Jessica Campo, a senior at Sachem High School North in...

Jessica Campo, a senior at Sachem High School North in Lake Ronkonkoma, by the school's pool where she helped revive her coach who had collapsed while she was on lifeguard duty. (May 31, 2012) Credit: Linda Rosier

Lifeguard Jessica Campo was terrified when she saw her longtime swim coach collapse poolside late last year at Sachem High School North.

Witnesses feared Al Scott wouldn't survive -- he'd passed out because of a heart condition and wasn't breathing.

He quickly started turning blue.

Though stunned, Campo put her fear aside and took command. She teamed up with a visiting parent to administer three rounds of CPR to her mentor of six years. It was the first time she had performed the emergency procedure.

"I felt like I owed that to him after all of those years of coaching," said Campo, 18. "He's a great guy. Everybody loves him. He has helped me so much with my swimming career."

Campo started swimming in middle school. She has been on the varsity swim team throughout high school. But on the day she came to her coach's aid, she was acting as a lifeguard, not a member of his team.

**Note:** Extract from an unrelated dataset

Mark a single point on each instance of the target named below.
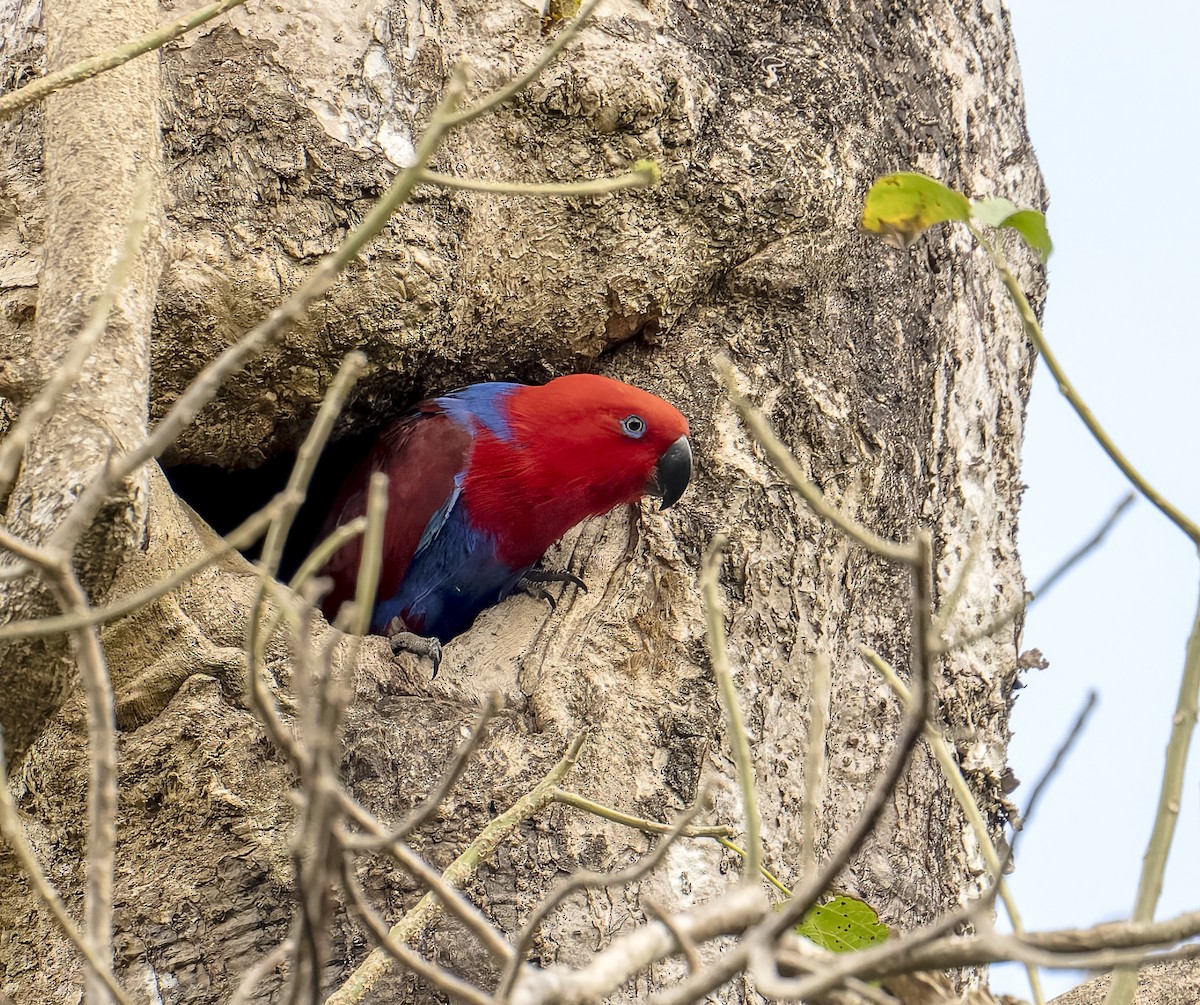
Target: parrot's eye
(633, 426)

So poised was the graduating senior during the crisis, which Scott survived and which happened the day before Thanksgiving, that staff at the Lake Ronkonkoma school mistook her for someone much older; some were shocked to learn she's a high school student.

"I remember thinking, 'This girl is at the top of her game,' " guidance counselor Edward Manly said. "She was mature, articulate. I was so impressed by the way she was keeping everybody calm. She was more together than I was."

As for Scott, he doesn't remember passing out. It was only after he came to days later that he learned of Campo's heroism.

"She is the greatest -- very low-key," Scott said of Campo. "She saved my life, and it was like she didn't do anything. I am extremely proud of her."

Campo said she always feared she would freeze up in a crisis and forget her training. And while she looked unaffected at the time, she was shaken up and cried to her mother when she returned home to Lake Ronkonkoma that night.

She teared up again -- this time out of joy -- when she saw a healthy Scott for the first time after his hospitalization. The two shared a warm hug near the pool.

For her efforts, she was given the American Red Cross Lifesaving Award for the Professional Responder, one of the organization's highest awards.

Campo, who is headed to Oswego in the fall to major in psychology, said the incident has built her confidence.

"I wasn't holding back," she said. "I did what I had to do. If I can get through this, I can get through whatever else is thrown at me."

She said she is excited about moving on to the next phase of her life, proving she can live on her own.

"I can't wait," the A student said. "I'm looking forward to making new friends . . . and having all of that responsibility. And I hope I find my passion in psychology when I'm there."

Campo took psychology as a junior and "fell in love with it." She eventually wants to earn a doctorate so she can become a psychologist.

"I really like to find out how people work," she said, noting she is particularly interested in how the mentally ill are treated in impoverished nations.

A school project revealed abuse and neglect in many countries -- a stark contrast, Campo said, to services offered in the United States -- and she would like to help, perhaps focusing on Latin America, where her father was born.

"I know they are not being treated the way they should be," she said.

If saving the day is in order, she's got experience.